The average ventilation rate of mice (61 ml/min) was estimated using established parameters for murine tidal volume (0.2 ml) (Mitzner, Brown, and Lee Citation2001) and respiration rate (305 breaths/min) (Schaik et al. Citation1998). The inhaled concentration of the aerosol (2.2 mg/puff) was calculated using the mean ventilation rate (61 ml/min), chamber flow rate (20 L/min), and aerosol concentration in the chamber (733 mg/m3). Based upon the current literature, the concentration of aerosol deposited within the lung alveoli (550 µg/puff) was presumed to be approximately 25% of the aerosol concentration inhaled by the mice during each puff (Darquenne et al. Citation2014).
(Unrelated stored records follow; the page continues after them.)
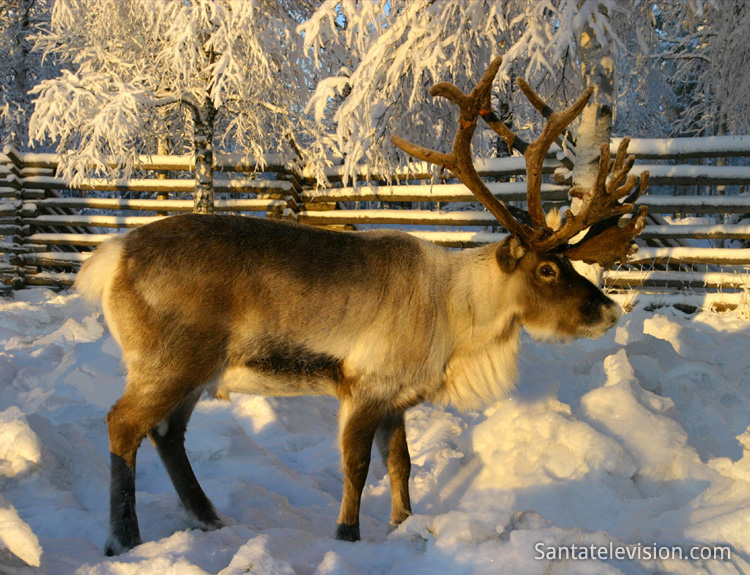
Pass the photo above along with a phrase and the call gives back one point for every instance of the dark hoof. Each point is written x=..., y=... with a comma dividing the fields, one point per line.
x=347, y=532
x=214, y=525
x=114, y=547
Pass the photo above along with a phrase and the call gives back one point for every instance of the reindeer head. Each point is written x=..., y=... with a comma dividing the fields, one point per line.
x=536, y=254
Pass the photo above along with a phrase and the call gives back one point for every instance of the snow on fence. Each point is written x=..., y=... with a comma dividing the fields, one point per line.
x=693, y=250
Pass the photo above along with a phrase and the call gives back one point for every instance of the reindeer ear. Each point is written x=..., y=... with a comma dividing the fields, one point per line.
x=510, y=253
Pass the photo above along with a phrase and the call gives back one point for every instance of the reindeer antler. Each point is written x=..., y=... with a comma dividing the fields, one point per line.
x=605, y=242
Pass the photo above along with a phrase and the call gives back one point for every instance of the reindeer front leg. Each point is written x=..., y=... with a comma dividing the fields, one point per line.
x=357, y=425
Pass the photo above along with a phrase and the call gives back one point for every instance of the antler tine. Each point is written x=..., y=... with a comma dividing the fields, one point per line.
x=458, y=160
x=602, y=206
x=535, y=154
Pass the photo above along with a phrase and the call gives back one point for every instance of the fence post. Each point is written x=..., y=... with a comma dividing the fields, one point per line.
x=11, y=223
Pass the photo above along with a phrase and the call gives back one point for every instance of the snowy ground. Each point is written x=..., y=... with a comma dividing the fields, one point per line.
x=636, y=443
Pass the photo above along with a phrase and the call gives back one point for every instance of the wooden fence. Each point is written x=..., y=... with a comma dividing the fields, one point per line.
x=692, y=249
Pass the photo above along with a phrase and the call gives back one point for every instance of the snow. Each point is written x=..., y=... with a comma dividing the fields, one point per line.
x=636, y=441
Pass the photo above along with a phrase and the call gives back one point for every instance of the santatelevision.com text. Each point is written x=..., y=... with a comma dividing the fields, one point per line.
x=637, y=552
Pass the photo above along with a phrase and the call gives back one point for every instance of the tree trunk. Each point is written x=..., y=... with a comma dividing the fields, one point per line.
x=203, y=134
x=597, y=69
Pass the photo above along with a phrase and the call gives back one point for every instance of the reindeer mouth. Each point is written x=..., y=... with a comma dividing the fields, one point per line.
x=609, y=317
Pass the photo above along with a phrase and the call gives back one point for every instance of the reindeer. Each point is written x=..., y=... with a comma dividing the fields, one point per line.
x=403, y=321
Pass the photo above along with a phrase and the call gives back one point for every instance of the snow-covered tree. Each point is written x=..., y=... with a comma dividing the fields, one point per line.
x=20, y=68
x=668, y=66
x=193, y=75
x=381, y=58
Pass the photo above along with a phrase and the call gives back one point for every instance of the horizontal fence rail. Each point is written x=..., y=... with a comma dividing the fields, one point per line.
x=695, y=249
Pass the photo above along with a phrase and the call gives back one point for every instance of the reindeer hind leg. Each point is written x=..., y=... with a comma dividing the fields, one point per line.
x=391, y=441
x=169, y=438
x=145, y=403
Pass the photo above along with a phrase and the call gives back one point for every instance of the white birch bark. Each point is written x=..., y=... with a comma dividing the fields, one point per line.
x=597, y=69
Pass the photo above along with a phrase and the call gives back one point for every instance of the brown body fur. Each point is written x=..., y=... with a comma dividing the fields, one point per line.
x=380, y=320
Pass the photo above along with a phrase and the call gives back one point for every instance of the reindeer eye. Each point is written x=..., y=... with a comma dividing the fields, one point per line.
x=547, y=271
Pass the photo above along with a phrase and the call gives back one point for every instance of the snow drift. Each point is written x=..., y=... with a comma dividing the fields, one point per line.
x=638, y=442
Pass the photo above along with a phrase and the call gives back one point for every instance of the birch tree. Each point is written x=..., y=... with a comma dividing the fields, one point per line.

Intravital imaging of pulmonary microvasculature

EC-exposed mice (n = 5 per group) were imaged immediately following exposure (t0), 1 day after exposure (t24), or 2 days after exposure (t48). RA-exposed mice (n = 5 per group) were imaged 1 day after sham exposure. Lung intravital imaging was conducted as previously described (Bennewitz, Watkins, and Sundd Citation2014). Briefly, ketamine-xylazine anesthetized mice underwent tracheostomy ventilation with 1.5% isoflurane in oxygen to maintain anesthesia. Mice were positioned on their side and a portion of the ribcage was removed. Fluorescent labels for vasculature (FITC dextran), NETs (SYTOX Orange), neutrophils (Pacific Blue anti-mouse Ly6G mAb) and platelets (AlexaFluor647 anti-mouse CD49b mAb) were injected retro-orbitally. An intravital imaging window was affixed to exposed lung under gentle vacuum. Using a Nikon FN1 upright spinning disk confocal microscope, 15–26 random fields of view (FOVs) were recorded for 30 sec in each mouse at the interface of capillaries and arterioles or venules (Supplemental Videos 1–4). Intravital FOVs were quantified for neutrophils, platelets, neutrophil-platelet aggregates, and NETs (Figure S1). Further details of the surgery, image processing, and quantification are described in Supplemental Material.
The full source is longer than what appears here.